I think this might be clearer as Optional<unsigned>.

344

I think this might be guaranteed by loop simplify form, but here and/or in matchStridedRecurrence I think it might be best to double-check (or bail) if the PHI does/doesn't have exactly two operands or even that the incrementing block is what we expect.

373

no need for new variable?

444

Is this comment right, or in the wrong place?

llvm/lib/Target/RISCV/RISCVISelLowering.cpp
923

No ptrVal? We have a single scalar pointer operand so can't we use that? Or is it something to do with semantics of setting ptrVal that I'm not aware of? Just I'd have thought that size being "unknown/max" we'd prevent any bad AA.

926

I think we can use MemoryLocation::UnknownSize here now. I seem to remember a case a year or so back where IntrinsicInfo's size was unsigned. so couldn't represent the right value. That was fun.

craig.topper added inline comments.Sep 10 2021, 9:03 AM
llvm/lib/Target/RISCV/RISCVGatherScatterLowering.cpp
344

I can assert here I guess. The 2 operand check for the Phi was done by matchSimpleRecurrence

373

Must be left over from when this code was inlined in tryCreateStridedLoadStore earlier in development.

444

Leftover from an earlier version where I did that after copying it from ARM.

Address review comments

frasercrmck accepted this revision.Sep 16 2021, 8:48 AM

LGTM with one nit. I don't know if @rogfer01 wants to give it a second look?

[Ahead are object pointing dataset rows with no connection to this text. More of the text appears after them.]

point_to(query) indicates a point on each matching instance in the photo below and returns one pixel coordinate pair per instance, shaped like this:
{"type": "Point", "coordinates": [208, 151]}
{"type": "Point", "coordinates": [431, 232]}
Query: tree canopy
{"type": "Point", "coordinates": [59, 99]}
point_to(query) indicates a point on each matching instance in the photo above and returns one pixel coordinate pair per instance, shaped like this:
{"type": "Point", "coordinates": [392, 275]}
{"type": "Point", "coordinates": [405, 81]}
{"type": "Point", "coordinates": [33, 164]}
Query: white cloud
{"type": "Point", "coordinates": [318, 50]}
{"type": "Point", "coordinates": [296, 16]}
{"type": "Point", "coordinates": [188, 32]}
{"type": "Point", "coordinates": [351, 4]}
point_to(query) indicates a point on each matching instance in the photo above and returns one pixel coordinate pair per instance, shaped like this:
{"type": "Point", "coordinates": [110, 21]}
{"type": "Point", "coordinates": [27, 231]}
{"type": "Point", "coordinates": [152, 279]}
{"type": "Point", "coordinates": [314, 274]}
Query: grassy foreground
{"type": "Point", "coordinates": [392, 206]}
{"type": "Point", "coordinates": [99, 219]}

llvm/lib/Target/RISCV/RISCVGatherScatterLowering.cpp
350

This clang-format should be addressed.

This revision is now accepted and ready to land.Sep 16 2021, 8:48 AM
This revision was landed with ongoing or failed builds.Sep 20 2021, 9:39 AM
This revision was automatically updated to reflect the committed changes.